Would the diagram look like

/C > A or B

or...

/C > /A & /B

or are those both wrong @.@ I'm so confused

Comments

  • Slow is FastSlow is Fast Alum Member
    edited April 2021 445 karma

    I think this is embedded logic, but hopefully someone else can correct me if I'm wrong.

    There's a basic "If x then y" statement, so we know there's going to be a "-->" relationship between the two sides.
    "If C does not occur" is simple to diagram: /C

    The latter part "then A and B cannot both occur" is by itself a conditional logic statement: A --> /B

    So now we just combine the two pieces together with the arrow: /C --> (A --> /B). We want the statement to read as, "If not C, then (this relationship between A & B )." The relationship between A & B just happens to be a not-both.
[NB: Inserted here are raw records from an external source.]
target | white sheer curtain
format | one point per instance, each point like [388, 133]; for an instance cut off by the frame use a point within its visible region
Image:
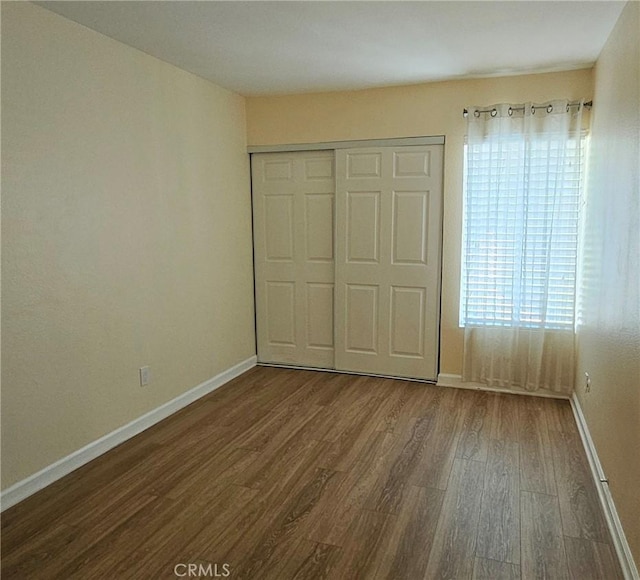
[522, 198]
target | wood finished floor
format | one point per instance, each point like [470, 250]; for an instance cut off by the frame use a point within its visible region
[299, 474]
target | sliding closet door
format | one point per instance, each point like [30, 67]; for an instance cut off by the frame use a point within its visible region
[293, 205]
[388, 234]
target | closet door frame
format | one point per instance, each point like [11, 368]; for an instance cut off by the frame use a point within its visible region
[334, 146]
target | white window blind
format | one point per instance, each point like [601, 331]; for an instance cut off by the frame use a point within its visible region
[520, 232]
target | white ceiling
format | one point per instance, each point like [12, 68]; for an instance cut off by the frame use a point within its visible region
[260, 48]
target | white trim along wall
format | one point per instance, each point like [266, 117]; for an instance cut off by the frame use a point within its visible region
[23, 489]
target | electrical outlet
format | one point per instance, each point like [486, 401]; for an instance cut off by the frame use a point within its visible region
[145, 376]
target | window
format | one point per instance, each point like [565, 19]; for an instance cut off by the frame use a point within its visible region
[520, 231]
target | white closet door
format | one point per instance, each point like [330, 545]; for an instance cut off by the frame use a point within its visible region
[293, 205]
[388, 236]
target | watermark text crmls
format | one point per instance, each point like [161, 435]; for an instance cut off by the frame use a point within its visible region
[192, 570]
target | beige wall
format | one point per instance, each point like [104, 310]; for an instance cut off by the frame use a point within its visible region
[126, 235]
[428, 109]
[609, 333]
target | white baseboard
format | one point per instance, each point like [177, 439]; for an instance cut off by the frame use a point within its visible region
[618, 537]
[455, 381]
[23, 489]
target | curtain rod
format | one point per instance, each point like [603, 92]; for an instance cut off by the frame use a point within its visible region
[534, 108]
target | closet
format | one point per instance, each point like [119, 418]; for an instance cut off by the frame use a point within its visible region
[347, 258]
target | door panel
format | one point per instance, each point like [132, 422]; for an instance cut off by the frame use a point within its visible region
[293, 205]
[388, 236]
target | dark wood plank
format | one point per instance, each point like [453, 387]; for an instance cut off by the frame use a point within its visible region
[308, 560]
[437, 454]
[336, 513]
[579, 504]
[590, 560]
[505, 424]
[388, 492]
[543, 554]
[281, 531]
[244, 476]
[499, 528]
[473, 441]
[364, 551]
[412, 534]
[536, 461]
[493, 570]
[452, 554]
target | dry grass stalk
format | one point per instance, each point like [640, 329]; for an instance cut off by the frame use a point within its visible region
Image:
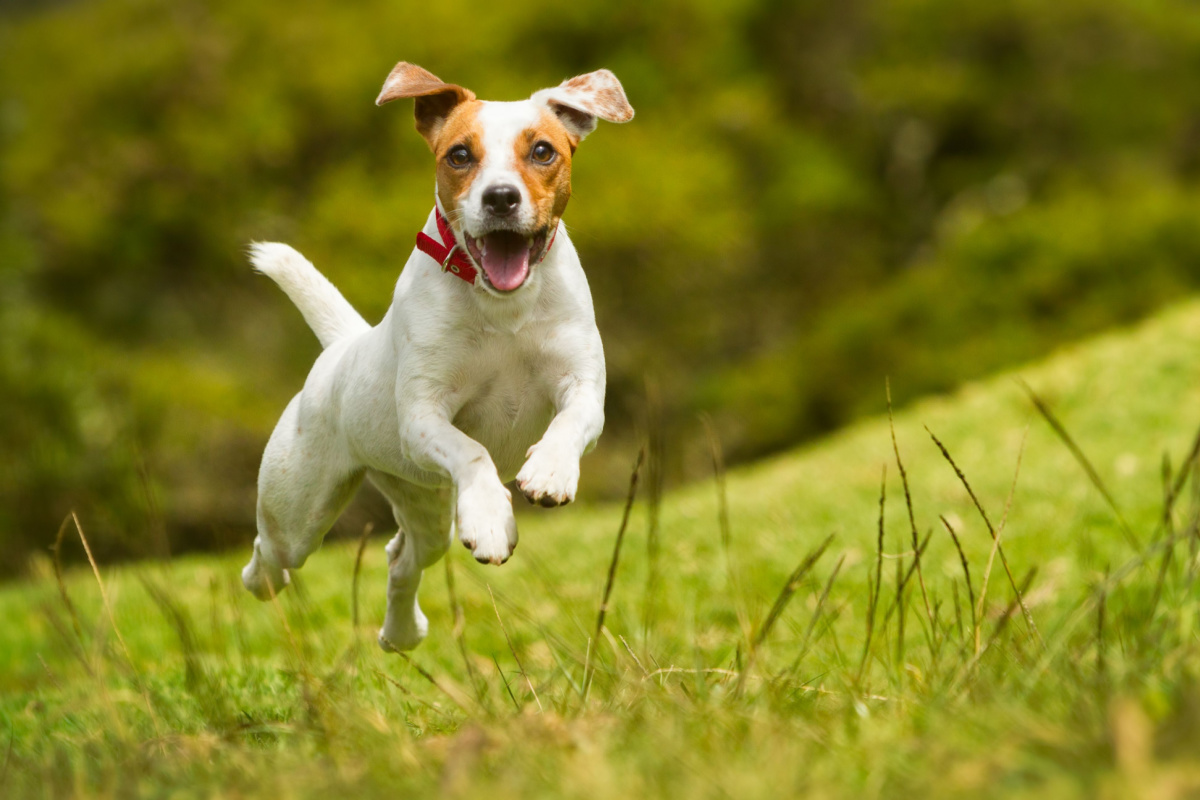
[514, 651]
[995, 536]
[907, 500]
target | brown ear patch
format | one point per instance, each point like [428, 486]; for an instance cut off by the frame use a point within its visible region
[579, 102]
[435, 97]
[600, 94]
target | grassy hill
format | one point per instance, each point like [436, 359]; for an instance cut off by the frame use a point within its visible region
[708, 680]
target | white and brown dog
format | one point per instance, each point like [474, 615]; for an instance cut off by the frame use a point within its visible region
[486, 366]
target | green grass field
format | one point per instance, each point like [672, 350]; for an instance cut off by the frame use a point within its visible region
[715, 674]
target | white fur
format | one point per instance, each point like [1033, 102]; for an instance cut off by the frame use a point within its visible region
[455, 392]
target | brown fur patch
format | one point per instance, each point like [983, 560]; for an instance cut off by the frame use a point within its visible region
[600, 94]
[461, 127]
[436, 100]
[550, 185]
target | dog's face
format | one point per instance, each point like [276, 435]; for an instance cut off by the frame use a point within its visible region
[504, 169]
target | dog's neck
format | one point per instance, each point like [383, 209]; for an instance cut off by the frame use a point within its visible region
[509, 312]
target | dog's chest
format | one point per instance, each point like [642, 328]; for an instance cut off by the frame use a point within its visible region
[507, 390]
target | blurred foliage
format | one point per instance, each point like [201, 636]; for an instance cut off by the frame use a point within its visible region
[814, 196]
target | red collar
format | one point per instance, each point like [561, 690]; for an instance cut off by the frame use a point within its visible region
[450, 256]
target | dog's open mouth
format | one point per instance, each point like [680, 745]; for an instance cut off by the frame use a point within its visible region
[507, 256]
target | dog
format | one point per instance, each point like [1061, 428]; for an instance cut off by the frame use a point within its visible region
[487, 366]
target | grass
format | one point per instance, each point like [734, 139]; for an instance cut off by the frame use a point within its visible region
[786, 629]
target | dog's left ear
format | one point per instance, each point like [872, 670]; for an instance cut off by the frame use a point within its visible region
[435, 97]
[580, 101]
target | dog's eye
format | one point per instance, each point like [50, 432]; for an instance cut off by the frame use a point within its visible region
[459, 156]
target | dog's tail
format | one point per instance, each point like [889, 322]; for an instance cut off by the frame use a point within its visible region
[324, 308]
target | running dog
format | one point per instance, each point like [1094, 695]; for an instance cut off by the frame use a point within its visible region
[487, 366]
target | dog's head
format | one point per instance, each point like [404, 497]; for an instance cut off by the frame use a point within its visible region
[504, 169]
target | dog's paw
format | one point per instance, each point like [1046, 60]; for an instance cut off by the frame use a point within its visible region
[264, 581]
[397, 636]
[550, 475]
[485, 522]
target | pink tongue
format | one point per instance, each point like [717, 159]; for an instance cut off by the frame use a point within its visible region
[505, 259]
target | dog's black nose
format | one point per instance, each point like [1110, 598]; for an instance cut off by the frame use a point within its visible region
[502, 200]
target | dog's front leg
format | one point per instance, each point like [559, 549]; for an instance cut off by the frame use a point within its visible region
[483, 506]
[551, 473]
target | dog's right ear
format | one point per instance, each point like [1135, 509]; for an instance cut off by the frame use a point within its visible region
[435, 97]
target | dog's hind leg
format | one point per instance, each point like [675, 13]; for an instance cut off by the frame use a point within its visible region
[424, 536]
[304, 483]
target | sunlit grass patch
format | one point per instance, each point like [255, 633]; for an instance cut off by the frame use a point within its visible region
[820, 624]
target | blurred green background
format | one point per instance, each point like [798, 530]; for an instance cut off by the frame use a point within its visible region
[814, 196]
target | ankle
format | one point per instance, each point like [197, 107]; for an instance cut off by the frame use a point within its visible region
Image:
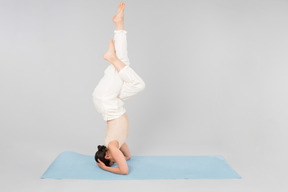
[120, 25]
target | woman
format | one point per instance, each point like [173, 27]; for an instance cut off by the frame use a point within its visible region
[119, 83]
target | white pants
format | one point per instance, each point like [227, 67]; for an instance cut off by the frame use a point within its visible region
[114, 87]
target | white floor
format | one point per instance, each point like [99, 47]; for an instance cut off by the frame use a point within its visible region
[22, 171]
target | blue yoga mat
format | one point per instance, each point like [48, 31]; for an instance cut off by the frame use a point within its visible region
[72, 165]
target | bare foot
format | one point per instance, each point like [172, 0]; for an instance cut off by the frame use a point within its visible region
[111, 53]
[119, 17]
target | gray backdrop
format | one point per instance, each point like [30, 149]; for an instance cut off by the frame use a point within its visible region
[216, 84]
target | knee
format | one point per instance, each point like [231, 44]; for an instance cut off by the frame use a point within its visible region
[141, 86]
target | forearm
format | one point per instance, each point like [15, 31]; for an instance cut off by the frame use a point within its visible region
[114, 170]
[118, 64]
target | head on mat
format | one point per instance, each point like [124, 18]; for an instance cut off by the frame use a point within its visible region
[104, 155]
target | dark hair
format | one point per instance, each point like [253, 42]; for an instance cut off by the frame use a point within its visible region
[100, 154]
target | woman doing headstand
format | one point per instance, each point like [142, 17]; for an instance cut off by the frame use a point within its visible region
[119, 83]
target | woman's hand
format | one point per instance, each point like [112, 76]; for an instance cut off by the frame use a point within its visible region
[101, 164]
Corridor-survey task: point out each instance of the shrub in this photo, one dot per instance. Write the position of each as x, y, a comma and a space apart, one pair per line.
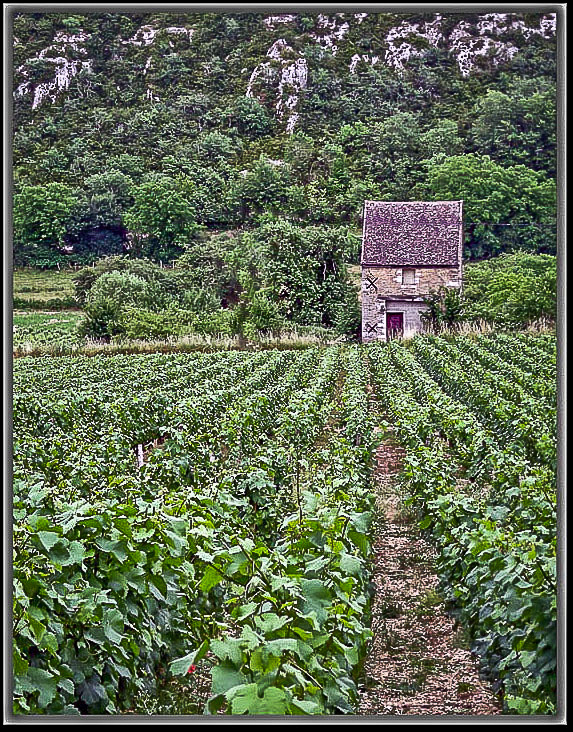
125, 288
103, 319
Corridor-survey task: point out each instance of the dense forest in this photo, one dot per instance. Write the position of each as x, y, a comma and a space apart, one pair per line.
242, 146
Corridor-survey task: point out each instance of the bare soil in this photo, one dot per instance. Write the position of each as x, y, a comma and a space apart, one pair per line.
419, 662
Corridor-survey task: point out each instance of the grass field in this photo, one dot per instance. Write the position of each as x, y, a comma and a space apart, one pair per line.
42, 285
41, 329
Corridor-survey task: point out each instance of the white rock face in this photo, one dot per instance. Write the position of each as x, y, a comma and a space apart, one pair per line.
292, 78
64, 73
466, 42
272, 21
335, 31
65, 68
365, 58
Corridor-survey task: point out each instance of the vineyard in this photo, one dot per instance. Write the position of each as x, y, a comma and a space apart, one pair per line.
211, 514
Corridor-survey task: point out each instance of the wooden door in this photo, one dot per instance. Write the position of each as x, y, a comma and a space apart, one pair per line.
394, 325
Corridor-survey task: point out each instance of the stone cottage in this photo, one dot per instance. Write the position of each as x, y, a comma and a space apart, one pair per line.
409, 249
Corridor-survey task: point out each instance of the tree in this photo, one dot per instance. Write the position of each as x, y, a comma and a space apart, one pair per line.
303, 270
42, 215
162, 219
505, 209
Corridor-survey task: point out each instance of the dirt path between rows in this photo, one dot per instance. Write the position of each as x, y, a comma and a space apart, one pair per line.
418, 663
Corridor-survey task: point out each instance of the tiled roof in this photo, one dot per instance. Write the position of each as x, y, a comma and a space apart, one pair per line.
412, 233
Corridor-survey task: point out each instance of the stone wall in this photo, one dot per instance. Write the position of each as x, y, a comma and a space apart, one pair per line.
381, 283
388, 280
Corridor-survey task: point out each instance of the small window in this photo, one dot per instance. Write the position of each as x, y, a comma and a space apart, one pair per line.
408, 276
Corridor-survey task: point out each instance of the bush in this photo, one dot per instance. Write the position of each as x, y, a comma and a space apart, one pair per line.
512, 290
144, 324
103, 319
165, 281
125, 288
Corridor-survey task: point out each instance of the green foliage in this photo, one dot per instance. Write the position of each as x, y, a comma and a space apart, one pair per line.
304, 270
477, 417
511, 290
162, 219
102, 319
445, 309
159, 136
126, 288
41, 218
126, 569
505, 208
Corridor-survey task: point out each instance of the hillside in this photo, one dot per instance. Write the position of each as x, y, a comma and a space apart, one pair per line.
230, 116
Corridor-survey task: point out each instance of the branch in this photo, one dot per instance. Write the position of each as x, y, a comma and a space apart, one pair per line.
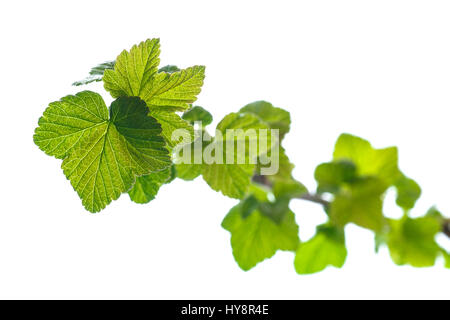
314, 198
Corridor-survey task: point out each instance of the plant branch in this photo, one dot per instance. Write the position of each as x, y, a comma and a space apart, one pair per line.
446, 227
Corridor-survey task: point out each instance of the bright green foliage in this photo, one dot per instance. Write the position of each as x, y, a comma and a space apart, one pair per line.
127, 149
169, 69
146, 187
358, 177
326, 248
288, 189
102, 154
412, 241
192, 168
198, 114
233, 179
276, 118
136, 74
96, 73
332, 175
446, 259
360, 203
170, 121
257, 237
408, 192
380, 163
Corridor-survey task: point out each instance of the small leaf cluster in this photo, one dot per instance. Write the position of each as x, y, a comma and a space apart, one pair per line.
129, 148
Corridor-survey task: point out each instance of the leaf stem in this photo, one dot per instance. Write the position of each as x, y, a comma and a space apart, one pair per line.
314, 198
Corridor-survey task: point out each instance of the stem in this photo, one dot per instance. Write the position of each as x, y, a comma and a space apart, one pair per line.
446, 227
314, 198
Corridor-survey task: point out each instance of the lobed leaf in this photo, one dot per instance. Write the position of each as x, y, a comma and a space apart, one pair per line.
257, 237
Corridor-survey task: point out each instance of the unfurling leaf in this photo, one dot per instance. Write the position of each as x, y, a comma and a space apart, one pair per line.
96, 73
380, 163
233, 179
136, 74
408, 192
276, 118
326, 248
198, 114
102, 154
146, 187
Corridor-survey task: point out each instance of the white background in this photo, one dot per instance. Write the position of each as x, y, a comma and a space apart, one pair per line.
377, 69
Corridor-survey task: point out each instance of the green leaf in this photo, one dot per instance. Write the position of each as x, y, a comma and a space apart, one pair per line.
102, 155
326, 248
146, 187
288, 189
170, 121
360, 203
408, 192
330, 176
188, 169
257, 237
412, 241
446, 259
276, 118
233, 179
169, 69
380, 163
196, 114
96, 73
136, 74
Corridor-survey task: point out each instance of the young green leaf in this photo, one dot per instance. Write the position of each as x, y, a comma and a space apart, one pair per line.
276, 118
198, 114
233, 179
360, 203
380, 163
146, 187
96, 73
136, 74
326, 248
102, 156
189, 166
170, 121
331, 175
412, 241
257, 237
133, 70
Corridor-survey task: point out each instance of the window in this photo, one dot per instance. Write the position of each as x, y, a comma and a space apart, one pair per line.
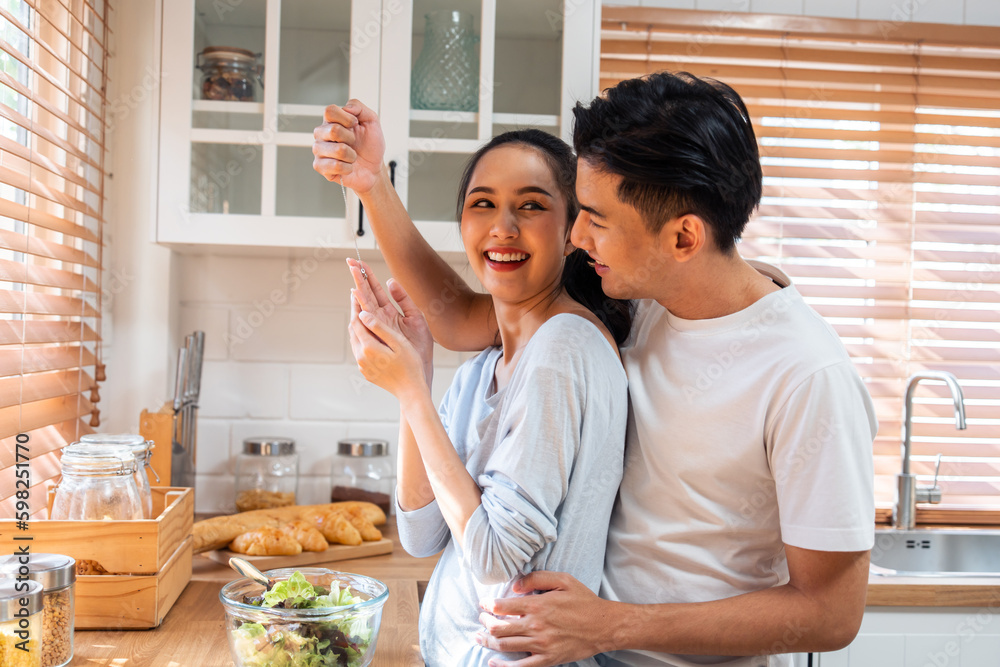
880, 143
53, 70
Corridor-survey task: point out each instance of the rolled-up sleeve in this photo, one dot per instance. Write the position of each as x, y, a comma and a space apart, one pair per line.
526, 478
422, 532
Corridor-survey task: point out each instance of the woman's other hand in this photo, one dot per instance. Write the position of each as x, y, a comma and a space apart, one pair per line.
348, 147
393, 350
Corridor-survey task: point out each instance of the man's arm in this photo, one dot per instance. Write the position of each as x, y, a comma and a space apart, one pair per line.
349, 148
819, 609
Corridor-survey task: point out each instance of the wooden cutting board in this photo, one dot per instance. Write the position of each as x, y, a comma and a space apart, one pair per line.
334, 553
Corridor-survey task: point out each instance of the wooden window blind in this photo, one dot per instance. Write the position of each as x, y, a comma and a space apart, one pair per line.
880, 144
53, 71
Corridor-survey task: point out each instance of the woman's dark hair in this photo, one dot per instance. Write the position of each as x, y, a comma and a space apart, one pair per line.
578, 279
681, 144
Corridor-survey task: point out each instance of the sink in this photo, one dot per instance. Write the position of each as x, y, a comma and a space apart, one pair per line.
931, 552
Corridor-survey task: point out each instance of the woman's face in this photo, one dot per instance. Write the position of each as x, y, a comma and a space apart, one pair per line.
514, 224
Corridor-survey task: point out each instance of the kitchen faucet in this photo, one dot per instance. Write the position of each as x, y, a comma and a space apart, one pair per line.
908, 494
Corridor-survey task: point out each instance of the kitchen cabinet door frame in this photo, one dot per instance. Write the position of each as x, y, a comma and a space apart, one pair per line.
177, 225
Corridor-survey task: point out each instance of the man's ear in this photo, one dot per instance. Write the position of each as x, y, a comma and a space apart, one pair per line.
684, 237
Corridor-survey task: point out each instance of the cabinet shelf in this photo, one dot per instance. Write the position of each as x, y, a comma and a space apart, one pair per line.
472, 118
217, 106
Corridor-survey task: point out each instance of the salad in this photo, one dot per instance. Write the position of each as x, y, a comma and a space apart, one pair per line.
299, 642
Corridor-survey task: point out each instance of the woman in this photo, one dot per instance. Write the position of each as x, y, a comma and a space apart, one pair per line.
519, 468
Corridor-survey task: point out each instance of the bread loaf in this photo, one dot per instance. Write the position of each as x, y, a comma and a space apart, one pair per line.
217, 532
266, 542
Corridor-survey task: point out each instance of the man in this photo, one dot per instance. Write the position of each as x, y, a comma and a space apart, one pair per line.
746, 515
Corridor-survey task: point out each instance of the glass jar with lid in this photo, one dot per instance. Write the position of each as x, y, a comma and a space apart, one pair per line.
97, 483
57, 575
229, 74
142, 449
20, 623
267, 473
362, 470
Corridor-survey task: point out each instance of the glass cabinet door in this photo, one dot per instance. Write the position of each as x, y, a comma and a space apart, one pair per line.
524, 74
244, 84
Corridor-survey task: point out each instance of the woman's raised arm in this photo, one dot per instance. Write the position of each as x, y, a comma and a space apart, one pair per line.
349, 148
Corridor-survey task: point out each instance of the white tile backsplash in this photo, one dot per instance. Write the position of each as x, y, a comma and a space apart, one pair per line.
214, 454
338, 392
233, 279
278, 362
287, 334
244, 390
315, 441
213, 320
776, 6
938, 11
982, 12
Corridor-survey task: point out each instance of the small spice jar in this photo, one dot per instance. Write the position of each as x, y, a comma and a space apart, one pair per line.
20, 623
57, 575
362, 471
142, 451
229, 74
267, 474
97, 484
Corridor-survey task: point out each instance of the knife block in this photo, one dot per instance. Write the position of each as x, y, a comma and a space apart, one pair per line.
159, 427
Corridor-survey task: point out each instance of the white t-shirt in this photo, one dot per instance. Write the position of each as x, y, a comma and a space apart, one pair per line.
746, 432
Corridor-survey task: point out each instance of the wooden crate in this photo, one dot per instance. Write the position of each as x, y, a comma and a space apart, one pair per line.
121, 547
148, 561
126, 602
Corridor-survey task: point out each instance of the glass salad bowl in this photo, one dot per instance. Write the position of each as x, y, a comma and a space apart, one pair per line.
312, 616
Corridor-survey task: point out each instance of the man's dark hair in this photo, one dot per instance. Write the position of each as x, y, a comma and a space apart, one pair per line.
579, 280
681, 144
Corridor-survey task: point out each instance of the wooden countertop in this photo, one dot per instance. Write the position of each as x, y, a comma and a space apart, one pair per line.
193, 633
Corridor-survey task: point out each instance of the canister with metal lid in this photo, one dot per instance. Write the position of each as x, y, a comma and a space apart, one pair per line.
97, 484
142, 450
57, 575
20, 623
362, 470
267, 473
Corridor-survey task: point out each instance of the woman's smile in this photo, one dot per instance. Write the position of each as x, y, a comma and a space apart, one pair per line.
505, 259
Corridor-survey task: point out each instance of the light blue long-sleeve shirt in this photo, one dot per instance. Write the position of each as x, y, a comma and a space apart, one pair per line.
547, 452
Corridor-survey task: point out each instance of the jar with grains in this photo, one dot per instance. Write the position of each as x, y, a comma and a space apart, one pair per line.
267, 474
362, 470
97, 484
20, 623
142, 450
57, 575
229, 74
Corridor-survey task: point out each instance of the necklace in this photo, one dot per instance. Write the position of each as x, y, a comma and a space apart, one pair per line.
357, 250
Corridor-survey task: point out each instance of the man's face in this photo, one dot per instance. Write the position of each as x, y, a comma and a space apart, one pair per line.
627, 256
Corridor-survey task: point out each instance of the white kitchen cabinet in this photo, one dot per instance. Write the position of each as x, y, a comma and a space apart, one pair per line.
240, 173
922, 637
538, 58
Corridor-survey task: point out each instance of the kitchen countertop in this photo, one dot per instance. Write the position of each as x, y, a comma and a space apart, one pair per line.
193, 633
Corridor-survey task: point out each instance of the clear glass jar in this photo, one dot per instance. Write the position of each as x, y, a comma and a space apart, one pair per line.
57, 575
229, 74
97, 484
362, 470
267, 474
20, 623
142, 450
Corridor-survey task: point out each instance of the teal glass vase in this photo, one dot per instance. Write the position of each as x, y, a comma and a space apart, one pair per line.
446, 74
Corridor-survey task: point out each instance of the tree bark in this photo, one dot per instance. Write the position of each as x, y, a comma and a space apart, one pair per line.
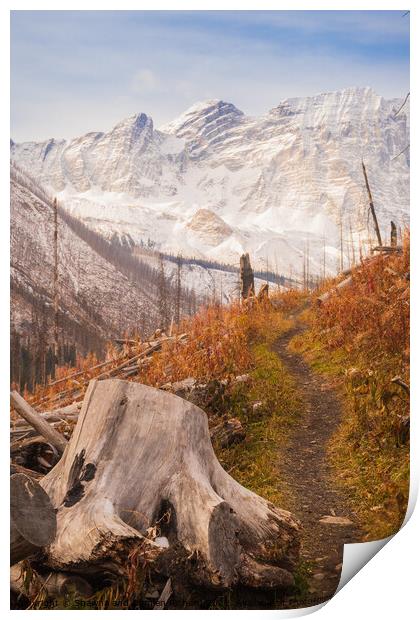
140, 457
32, 518
56, 585
247, 277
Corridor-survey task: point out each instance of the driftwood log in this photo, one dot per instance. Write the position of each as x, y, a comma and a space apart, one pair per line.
37, 422
32, 518
140, 457
56, 585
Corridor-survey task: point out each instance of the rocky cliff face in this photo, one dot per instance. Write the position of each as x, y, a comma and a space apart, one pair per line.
273, 186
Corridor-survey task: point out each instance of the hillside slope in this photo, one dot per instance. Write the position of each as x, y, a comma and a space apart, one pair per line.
215, 183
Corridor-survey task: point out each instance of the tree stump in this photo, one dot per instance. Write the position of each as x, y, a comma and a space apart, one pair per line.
141, 456
32, 518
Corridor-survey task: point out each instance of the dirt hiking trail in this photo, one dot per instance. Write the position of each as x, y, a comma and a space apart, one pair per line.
308, 476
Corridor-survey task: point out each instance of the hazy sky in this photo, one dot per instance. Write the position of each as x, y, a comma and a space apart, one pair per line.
79, 71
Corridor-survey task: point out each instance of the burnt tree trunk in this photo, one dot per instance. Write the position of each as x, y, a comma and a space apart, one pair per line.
394, 236
137, 454
247, 277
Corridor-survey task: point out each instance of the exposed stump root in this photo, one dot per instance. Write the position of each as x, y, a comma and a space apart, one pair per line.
140, 457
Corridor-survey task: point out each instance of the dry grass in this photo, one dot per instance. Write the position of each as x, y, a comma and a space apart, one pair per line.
361, 335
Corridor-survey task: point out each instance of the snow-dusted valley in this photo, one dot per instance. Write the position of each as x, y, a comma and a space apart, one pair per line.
286, 187
215, 183
102, 293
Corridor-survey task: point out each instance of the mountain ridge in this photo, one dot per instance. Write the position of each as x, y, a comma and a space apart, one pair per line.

  • yunonsieyunonsie Member
    611 karma

    @obloome Ahhh that's a great point, I missed that! But could you still write it as [/C > /A & /B]? Like functionally, would both statements affect a game in identical ways? Or should I go back to that embedded lesson....

  • Slow is FastSlow is Fast Alum Member
    edited April 2021 445 karma

    @yunonsie Hm, I don't think they're the same statements.

    Let's look at your statement first: /C --> /A & /B.
    "And" statements in the necessary can be split. So we could split this to say:
    /C --> /A
    AND
    /C --> /B

    This means that whenever we have /C, we never have A AND we never have B. That is, A and B are both out in the world of /C.*

    Cool. Now let's look at this other one /C --> (A --> /B) and again assume that we have /C so that the necessary is triggered. In this situation, we actually have three different options that can happen in the "/C universe" because of the not-both logic.
    1. A --> /B (A in, B out)
    2. B --> /A (B in, A out)
    3. A and B both out *(which is what your statement said)

    Your original statement captures only one of the three worlds inherent in the not-both relationship. If you only wrote the statement as #3, then you'd be forgetting the first two possibilities on a game where either A or B could be in.

    We don't want A and B to be out forever and always. We just don't want them to be in together.

  • yunonsieyunonsie Member
    edited April 2021 611 karma

    @obloome Thank you! SO helpful!

  • matiecena83matiecena83 Member
    62 karma

    @obloome Thank you!

  • Slow is FastSlow is Fast Alum Member
    445 karma

    @yunonsie @matiecena83 no problem! Never thought I'd get to a point where I knew enough to answer questions yet here we are, lol. Glad it was helpful.